The Union army retreated to Westover, on the James River, which allowed the Confederates to claim victory in the 1862 Seven Days battles, despite their July 1 defeat at Malvern Hill.
Both sides spent the next few weeks recovering. Gen. Lee reorganized the AoNV’s leadership, sending Gen. Magruder to Galveston, Texas, and putting Gen. Lafayette McLaws in his place as division commander over Barksdale’s Mississippi Brigade and three others. As McLaws told his son in a letter, according to the 2002 history A Soldier’s General, by John C. Oeffinger:
“After every great battle there is always a long silence. Both parties are in a great measure exhausted and retire to recuperate their strength. Our army was very much worn out by the week of continued exertion against the enemy, but we had been victorious and therefore were only fatigued, we only required rest.”
Perhaps because he was writing a child, McLaws never mentioned the Rebel demoralization noted by others.
The Saturday after the Tuesday, July 1, battle, the 13th “moved all the sick that were in the camp on the York River R.R., up to the wagon yards at the Fairfield Racetracks near Richmond,” quartermaster clerk William H. Hill recorded in his diary.
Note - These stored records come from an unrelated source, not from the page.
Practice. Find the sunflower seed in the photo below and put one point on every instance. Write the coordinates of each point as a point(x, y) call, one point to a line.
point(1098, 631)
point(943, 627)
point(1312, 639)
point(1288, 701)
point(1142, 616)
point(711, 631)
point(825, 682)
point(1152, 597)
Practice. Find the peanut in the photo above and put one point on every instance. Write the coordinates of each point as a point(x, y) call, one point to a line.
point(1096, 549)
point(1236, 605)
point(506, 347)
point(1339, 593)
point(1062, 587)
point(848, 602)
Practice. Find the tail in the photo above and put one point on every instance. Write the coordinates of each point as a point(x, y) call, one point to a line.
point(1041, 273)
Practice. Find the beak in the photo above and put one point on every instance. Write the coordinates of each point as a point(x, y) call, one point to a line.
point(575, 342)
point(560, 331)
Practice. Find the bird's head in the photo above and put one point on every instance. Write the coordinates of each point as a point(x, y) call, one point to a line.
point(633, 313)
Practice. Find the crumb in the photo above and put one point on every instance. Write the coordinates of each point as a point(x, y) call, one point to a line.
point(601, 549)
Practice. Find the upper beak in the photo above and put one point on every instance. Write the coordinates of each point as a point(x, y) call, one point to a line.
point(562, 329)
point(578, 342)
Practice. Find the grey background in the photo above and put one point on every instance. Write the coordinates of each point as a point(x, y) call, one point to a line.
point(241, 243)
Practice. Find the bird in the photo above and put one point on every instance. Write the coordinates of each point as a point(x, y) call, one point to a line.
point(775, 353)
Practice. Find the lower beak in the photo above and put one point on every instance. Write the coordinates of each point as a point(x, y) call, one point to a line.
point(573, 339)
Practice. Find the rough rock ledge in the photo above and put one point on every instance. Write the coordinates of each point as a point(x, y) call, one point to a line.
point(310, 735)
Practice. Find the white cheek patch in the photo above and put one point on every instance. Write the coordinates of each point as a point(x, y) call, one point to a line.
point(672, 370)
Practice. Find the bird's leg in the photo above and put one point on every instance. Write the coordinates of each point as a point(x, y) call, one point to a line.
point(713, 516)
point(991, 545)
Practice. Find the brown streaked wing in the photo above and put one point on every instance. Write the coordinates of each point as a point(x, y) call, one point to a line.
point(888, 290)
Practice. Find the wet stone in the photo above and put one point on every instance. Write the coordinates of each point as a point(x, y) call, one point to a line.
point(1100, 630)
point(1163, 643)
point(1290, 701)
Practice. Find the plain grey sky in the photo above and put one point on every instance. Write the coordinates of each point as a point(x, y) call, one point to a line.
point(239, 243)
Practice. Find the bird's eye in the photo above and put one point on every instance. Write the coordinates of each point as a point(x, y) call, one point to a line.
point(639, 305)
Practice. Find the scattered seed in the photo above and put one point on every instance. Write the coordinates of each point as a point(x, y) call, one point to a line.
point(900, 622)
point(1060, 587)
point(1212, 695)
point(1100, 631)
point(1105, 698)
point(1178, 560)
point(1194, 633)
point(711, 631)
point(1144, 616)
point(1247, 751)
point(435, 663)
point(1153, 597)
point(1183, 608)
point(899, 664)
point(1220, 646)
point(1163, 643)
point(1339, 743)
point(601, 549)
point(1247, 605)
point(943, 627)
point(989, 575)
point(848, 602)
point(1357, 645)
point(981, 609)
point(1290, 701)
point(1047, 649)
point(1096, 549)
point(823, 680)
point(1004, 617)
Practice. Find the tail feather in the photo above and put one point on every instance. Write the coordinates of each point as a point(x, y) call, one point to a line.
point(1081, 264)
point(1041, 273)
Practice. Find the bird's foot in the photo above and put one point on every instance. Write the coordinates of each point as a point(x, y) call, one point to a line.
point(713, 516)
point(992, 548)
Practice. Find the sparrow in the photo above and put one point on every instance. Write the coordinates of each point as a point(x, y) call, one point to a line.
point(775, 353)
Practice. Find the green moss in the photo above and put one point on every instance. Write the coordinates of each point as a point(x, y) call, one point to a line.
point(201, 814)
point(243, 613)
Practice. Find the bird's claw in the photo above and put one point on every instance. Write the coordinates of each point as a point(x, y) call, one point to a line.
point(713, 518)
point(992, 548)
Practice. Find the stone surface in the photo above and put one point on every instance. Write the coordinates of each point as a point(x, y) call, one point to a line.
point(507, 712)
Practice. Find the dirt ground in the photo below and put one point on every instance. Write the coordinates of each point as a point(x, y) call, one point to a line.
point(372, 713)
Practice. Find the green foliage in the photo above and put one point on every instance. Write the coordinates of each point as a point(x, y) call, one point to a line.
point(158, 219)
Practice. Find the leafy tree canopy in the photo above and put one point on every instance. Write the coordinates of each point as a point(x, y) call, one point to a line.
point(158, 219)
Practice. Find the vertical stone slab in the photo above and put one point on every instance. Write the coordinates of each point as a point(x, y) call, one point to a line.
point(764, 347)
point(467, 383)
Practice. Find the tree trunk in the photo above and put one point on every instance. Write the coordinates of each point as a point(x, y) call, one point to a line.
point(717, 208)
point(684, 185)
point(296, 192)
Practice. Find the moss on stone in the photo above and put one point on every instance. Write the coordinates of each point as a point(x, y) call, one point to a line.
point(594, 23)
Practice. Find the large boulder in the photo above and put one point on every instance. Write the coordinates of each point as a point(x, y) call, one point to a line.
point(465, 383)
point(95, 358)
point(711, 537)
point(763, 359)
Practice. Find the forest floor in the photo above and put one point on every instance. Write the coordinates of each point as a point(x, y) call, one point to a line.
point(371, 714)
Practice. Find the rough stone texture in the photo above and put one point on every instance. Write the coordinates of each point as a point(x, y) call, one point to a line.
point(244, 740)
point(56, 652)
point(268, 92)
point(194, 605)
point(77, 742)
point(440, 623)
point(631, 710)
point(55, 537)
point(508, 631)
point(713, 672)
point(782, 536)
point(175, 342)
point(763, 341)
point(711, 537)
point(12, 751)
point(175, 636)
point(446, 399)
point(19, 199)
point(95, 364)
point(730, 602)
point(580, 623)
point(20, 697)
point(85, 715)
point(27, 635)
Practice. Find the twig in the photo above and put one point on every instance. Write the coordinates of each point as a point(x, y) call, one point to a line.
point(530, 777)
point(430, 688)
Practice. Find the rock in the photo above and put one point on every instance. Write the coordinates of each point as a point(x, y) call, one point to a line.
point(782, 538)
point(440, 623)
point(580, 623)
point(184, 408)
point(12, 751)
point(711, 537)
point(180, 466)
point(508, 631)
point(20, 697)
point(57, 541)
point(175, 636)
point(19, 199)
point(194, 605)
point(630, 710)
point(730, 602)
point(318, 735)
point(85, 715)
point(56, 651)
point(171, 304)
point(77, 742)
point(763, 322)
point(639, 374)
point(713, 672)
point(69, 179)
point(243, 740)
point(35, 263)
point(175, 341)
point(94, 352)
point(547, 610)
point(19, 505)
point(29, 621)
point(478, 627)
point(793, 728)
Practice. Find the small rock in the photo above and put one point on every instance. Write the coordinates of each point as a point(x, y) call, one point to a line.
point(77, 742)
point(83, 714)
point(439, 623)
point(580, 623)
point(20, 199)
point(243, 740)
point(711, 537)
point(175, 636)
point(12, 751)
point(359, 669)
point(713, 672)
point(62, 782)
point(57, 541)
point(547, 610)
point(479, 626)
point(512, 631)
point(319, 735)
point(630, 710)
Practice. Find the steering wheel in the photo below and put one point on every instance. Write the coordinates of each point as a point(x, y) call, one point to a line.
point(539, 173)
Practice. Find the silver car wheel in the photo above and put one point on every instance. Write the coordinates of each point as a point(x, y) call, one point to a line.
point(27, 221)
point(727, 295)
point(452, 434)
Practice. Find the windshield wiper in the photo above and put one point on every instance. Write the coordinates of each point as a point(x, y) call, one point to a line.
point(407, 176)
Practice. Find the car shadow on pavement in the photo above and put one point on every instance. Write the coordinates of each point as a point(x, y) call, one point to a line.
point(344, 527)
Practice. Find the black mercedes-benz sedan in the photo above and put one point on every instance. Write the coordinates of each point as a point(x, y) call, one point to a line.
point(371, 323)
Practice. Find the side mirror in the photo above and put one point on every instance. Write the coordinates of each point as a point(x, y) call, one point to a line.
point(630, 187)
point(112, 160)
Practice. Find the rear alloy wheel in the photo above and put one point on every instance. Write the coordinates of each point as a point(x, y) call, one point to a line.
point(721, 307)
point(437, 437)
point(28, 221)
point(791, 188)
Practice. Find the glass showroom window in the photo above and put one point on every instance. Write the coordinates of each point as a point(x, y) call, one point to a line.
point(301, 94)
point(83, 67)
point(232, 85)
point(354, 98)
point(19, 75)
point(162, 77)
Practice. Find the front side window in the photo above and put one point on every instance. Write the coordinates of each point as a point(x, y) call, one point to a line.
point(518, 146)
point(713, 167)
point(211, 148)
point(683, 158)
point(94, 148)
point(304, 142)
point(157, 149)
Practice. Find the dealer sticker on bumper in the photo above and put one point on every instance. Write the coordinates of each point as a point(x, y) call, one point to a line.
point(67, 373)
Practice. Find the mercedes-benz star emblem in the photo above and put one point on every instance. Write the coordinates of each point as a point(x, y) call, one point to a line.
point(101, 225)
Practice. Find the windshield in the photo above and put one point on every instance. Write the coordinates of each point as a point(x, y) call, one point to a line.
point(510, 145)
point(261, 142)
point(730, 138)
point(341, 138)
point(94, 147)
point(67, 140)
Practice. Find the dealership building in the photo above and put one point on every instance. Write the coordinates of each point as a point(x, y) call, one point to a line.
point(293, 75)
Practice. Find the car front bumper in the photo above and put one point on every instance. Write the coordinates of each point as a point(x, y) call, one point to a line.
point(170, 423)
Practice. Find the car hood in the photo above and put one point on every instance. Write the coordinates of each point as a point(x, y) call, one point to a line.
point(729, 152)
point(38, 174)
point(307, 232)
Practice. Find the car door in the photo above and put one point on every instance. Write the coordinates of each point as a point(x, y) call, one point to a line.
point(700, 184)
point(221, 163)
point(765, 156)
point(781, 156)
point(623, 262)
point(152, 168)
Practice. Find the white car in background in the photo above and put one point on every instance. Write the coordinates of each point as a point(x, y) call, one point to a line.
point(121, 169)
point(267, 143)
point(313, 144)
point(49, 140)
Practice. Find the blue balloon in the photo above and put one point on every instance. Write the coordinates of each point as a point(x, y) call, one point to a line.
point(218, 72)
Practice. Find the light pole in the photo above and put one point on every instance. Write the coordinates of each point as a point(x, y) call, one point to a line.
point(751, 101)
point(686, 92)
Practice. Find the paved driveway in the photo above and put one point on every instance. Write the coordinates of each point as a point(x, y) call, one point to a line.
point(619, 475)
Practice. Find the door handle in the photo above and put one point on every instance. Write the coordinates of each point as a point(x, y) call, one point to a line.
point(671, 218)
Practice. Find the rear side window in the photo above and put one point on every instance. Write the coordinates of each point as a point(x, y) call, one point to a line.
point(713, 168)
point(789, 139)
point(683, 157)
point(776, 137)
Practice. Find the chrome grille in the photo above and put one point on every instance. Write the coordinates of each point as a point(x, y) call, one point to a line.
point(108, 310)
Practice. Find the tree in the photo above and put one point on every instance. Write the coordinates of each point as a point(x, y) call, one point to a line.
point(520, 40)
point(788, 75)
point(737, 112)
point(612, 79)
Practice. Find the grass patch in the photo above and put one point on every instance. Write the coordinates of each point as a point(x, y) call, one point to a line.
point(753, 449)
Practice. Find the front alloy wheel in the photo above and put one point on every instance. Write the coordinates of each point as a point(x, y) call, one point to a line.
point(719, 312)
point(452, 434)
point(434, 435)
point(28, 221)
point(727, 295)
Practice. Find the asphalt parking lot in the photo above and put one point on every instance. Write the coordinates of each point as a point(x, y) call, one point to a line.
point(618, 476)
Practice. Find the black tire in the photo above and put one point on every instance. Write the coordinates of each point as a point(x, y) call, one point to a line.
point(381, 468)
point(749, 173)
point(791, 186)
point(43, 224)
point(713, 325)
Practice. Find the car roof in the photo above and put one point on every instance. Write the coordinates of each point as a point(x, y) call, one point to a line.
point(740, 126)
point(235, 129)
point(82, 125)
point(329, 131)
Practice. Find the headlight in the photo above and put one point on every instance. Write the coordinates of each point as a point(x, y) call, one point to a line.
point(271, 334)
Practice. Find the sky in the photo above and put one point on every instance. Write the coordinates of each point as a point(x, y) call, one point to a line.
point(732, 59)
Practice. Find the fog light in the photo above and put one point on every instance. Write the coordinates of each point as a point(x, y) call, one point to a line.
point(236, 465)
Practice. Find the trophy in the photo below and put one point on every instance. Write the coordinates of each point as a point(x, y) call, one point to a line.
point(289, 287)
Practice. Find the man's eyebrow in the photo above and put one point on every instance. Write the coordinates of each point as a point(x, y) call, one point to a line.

The following Wednesday, July 9, Hill said the regiment moved back from Malvern Hill to their old camp along the railroad where they heard preaching on July 13 by their new chaplain, Thomas Sterling West. The next day they marched to the racetracks near Richmond to be reviewed late in the afternoon by their new division commander Gen. McLaws.
And all this time, the effects of Malvern Hill were still being felt by all. As Hill noted in his diary: “The wounded are dying very fast.”